Innovation, growth and income…
Innovation continues to drive the growth of mature and start-up tech companies alike. The expansion of smartphone capabilities, the cloud, the Internet of Things, autonomous vehicles, virtual/augmented reality, “green” technology, and artificial intelligence are powerful multi-year tailwinds that ensure earnings growth and cash-rich balance sheets.
Biopharmaceutical breakthroughs in such areas as immunology and oncology can be added to the mix. The biotech industry relies on the goodwill of regulators, politicians and the public. Last year, this goodwill was in scant supply and scores of intrinsically sound companies got tarnished with the same brush.

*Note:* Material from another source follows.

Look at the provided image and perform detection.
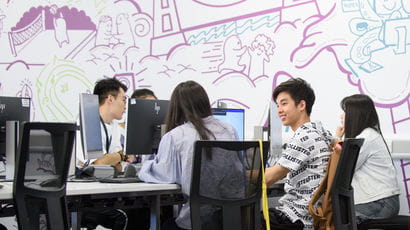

But now the political pressure on biotech is easing, as congressional committee hearings into biopharmaceutical scandals fade into memory and Donald Trump’s populist promises to crack down on drug pricing are supplanted by his moves toward deregulation. Several drug companies in the vanguard of growth-driving innovation play dual roles as reliable dividend generators.
Income investors also are enjoying the emergence of new investment breeds that are hybrids of growth and income — notably, real estate investment trusts (REITs) that own datacenters. These high-dividend REITs construct, own and operate remote datacenters for corporate clients.
REITs have existed for about 50 years, but datacenter REITs provide leading-edge cloud and storage capabilities for sophisticated technology companies such as Amazon (NSDQ: AMZN). These REITs give investors the best of both worlds: dividend-intensive real estate combined with growth-oriented technology.
If you want to retire comfortably, you need to build a multi-faceted portfolio that not only includes classic dividend payers (e.g., utilities), but also stocks that bestow dividend growth and the potential for capital appreciation. Contrary to popular misconception, the technology sector fits the bill on all counts.